The Food and Drug Administration (FDA) approved pembrolizumab for the first-line treatment of patients with metastatic or unresectable recurrent head and neck squamous cell carcinoma (HNSCC).
Pembrolizumab was approved for use in combination with platinum and fluorouracil (FU) for all patients and as a single agent for patients whose tumours express PD‑L1 (Combined Positive Score [CPS] ≥1) as determined by an FDA‑approved test.
The FDA also expanded the intended use for the PD-L1 IHC 22C3 pharmDx kit to include use as a companion diagnostic device for selecting patients with HNSCC for treatment with pembrolizumab as a single agent.
Approval was based on KEYNOTE-048 (NCT02358031), a randomised, multi-centre, three-arm, open‑label, active‑controlled trial conducted in 882 patients with metastatic HNSCC who had not previously received systemic therapy for metastatic disease or with recurrent disease who were considered incurable by local therapies.
Patients were randomised (1:1:1) to receive one of the following treatments: pembrolizumab as a single agent; pembrolizumab, carboplatin or cisplatin, and FU; or cetuximab, carboplatin or cisplatin, and FU.
Randomisation was stratified by tumour PD-L1 expression (tumour Proportion Score [TPS] ≥50% or <50%), HPV status according to p16 IHC (positive or negative), and ECOG PS (0 vs 1). PD-L1 expression (TPS and CPS) was determined using the PD-L1 IHC 22C3 pharmDx kit.
Overall survival (OS), sequentially tested in the subgroup of patients with CPS ≥20 HNSCC, the subgroup of patients with CPS ≥1 HNSCC and the overall population, was the major efficacy measure.

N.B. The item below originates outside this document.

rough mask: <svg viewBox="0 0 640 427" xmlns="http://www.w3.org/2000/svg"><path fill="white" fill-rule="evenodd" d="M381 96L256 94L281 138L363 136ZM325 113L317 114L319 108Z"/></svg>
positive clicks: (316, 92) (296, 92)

The trial demonstrated a statistically significant improvement in OS in the overall population for patients randomised to pembrolizumab plus chemotherapy compared with cetuximab plus chemotherapy at a pre-specified interim analysis.
The median OS was 13.0 months for the pembrolizumab plus chemotherapy arm and 10.7 months for the cetuximab plus chemotherapy arm (HR 0.77; 95% CI: 0.63, 0.93; p=0.0067).
Results were similar in the CPS ≥20 subgroup (HR 0.69; 95% CI: 0.51, 0.94) and CPS ≥1 subgroup (HR 0.71; 95% CI: 0.57, 0.88).
The trial also demonstrated statistically significant improvements in OS for the subgroups of patients with PD‑L1 CPS ≥1 HNSCC and PD-L1 CPS ≥20 HNSCC randomised to pembrolizumab as a single agent compared with cetuximab plus chemotherapy.
In the CPS ≥1 subgroup, the median OS was 12.3 months for the pembrolizumab arm and 10.3 months for the cetuximab plus chemotherapy arm (HR 0.78; 95% CI: 0.64, 0.96; p=0.0171).
For the CPS ≥20 subgroup, the median OS was 14.9 months for the pembrolizumab arm and 10.7 months for the cetuximab plus chemotherapy arm (HR 0.61; 95% CI: 0.45, 0.83; p=0.0015).
At the time of the interim analysis, there was no significant difference in OS between the pembrolizumab as a single agent arm and the cetuximab plus chemotherapy arm for the overall population.
There were no significant differences in progression-free survival for either pembrolizumab-containing arm compared to the cetuximab plus chemotherapy arm in any population.
The most common adverse reactions reported in ≥20% of patients who received pembrolizumab as a single agent in KEYNOTE-048 were fatigue, constipation, and rash.
The most common adverse reactions reported in ≥20% of patients who received pembrolizumab in combination with chemotherapy in KEYNOTE-048 were nausea, fatigue, constipation, vomiting, mucosal inflammation, diarrhoea, decreased appetite, stomatitis, and cough.
The recommended pembrolizumab dose for HNSCC is 200 mg administered as an intravenous infusion over 30 minutes every 3 weeks until disease progression, unacceptable toxicity, or up to 24 months in patients without disease progression.